With the MTG: Moonring Mirror taking away his hand each upkeep for a turn, and either Rude Awakening untapping all his lands or Mind's Desire wanting as many spells cast by the time the Mirror's upkeep effect resolved as possible, we were in the bizarre situation where by far the most active phase of Alan's turn was his upkeep, as he went through using Future Sight and Vedalken Orrery to cast as many things as possible. For example, one upkeep he cast an MTG: Ice Cave from the top of his library, then a MTG: Furnace of Rath from hand (which his red-green opponent unfortunately countered using the new Ice Cave), before resolving a Mind's Desire for 3! The Mind's Desire gave a MTG: Vesuvan Doppelganger (copying PT's MTG: Wizard Replica), which made Alan's MTG: Unstable Shapeshifter into a copy of a MTG: Vesuvan Doppelganger copying a MTG: Wizard Replica. This was when I accused him "Haven't I seen you on a judges' mailing list somewhere... as an example?!"

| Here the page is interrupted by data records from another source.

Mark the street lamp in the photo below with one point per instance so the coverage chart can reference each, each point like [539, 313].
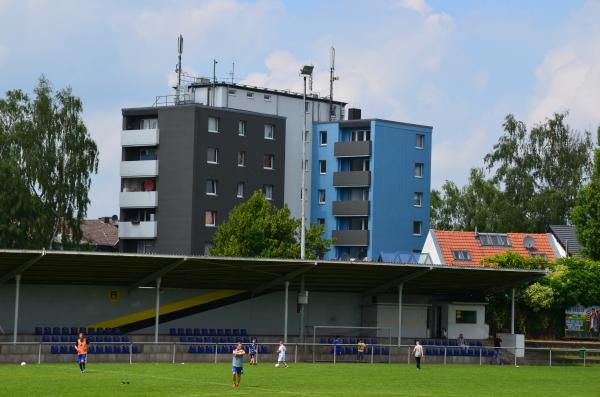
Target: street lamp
[305, 72]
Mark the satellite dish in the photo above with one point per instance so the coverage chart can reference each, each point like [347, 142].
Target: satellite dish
[529, 242]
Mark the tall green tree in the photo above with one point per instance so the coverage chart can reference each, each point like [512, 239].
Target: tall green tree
[46, 158]
[256, 228]
[586, 214]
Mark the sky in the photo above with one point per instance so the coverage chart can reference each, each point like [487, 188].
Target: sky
[460, 66]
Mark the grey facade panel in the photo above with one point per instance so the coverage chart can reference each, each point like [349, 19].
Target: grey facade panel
[352, 179]
[352, 149]
[351, 208]
[354, 238]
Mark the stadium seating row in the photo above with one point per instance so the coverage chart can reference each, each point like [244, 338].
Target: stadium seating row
[460, 352]
[224, 349]
[108, 349]
[76, 330]
[91, 339]
[449, 342]
[207, 332]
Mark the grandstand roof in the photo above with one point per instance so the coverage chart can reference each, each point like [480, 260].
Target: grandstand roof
[253, 274]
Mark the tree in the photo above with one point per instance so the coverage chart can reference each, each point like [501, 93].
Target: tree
[47, 158]
[256, 228]
[586, 214]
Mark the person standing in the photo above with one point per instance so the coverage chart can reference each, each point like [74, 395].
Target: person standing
[418, 353]
[281, 358]
[82, 348]
[237, 364]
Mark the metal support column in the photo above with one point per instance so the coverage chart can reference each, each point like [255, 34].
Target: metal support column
[285, 312]
[512, 313]
[157, 314]
[400, 289]
[17, 292]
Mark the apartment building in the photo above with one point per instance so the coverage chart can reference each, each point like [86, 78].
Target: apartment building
[185, 167]
[371, 185]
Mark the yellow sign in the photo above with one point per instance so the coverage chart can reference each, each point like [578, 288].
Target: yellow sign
[114, 295]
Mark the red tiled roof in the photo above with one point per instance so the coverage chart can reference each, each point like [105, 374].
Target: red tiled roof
[449, 241]
[98, 232]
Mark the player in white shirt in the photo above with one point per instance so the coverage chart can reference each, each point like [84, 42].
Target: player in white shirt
[281, 357]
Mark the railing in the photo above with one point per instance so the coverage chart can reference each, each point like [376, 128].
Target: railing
[172, 352]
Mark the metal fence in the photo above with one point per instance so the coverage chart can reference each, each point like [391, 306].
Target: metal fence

The other decks in the game seemed tame by comparison, merely killing opposing 1/1s with MTG: Reprisal on a mirror with the help of a 3/3 MTG: Auriok Bladewarden, setting off three spiritcraft triggers with a MTG: Pain Kami retrieved by a MTG: Promised Kannushi, or turning hourglass counters from MTG: Temporal Distortion into +1/+1 counters through a MTG: Power Conduit.

In the end, the game ended the same way it had played: facing near-lethal attack next turn, Alan pointed a 6-point MTG: Braingeyser at himself to draw all of his remaining library, looking for answers. He found a MTG: Time Stop to get them through our next combat phase, but died to decking in their next draw step. By epitaph, I can only offer this quote on the subject of the Deck of Toys:

SMcV: If his deck was simple enough that he could remember what was in it....
- Alex: Then he wouldn't be playing it!
- Alan: Correct!!


Share the Enchanted Insanity (29th November 2005)


An epic three-player chaos game between AlexChurchill's WU highlander Auras deck, AlanLawrence's GBw recursion deck, and PeterTaylor's MTG: Shared Fate deck. It started off with AL intimidating people by playing MTG: Foster and MTG: Golgari Germination. Then he played a one-off card he'd added to the deck five minutes before the game: MTG: Enduring Renewal! It turns out that its Oracle wording doesn't interact anywhere near as well with the aforementioned mad enchantments as the printed wording... in fact it rather shuts them down, and so for all that it's scary enough on its own, neither AC nor PT wanted to destroy it.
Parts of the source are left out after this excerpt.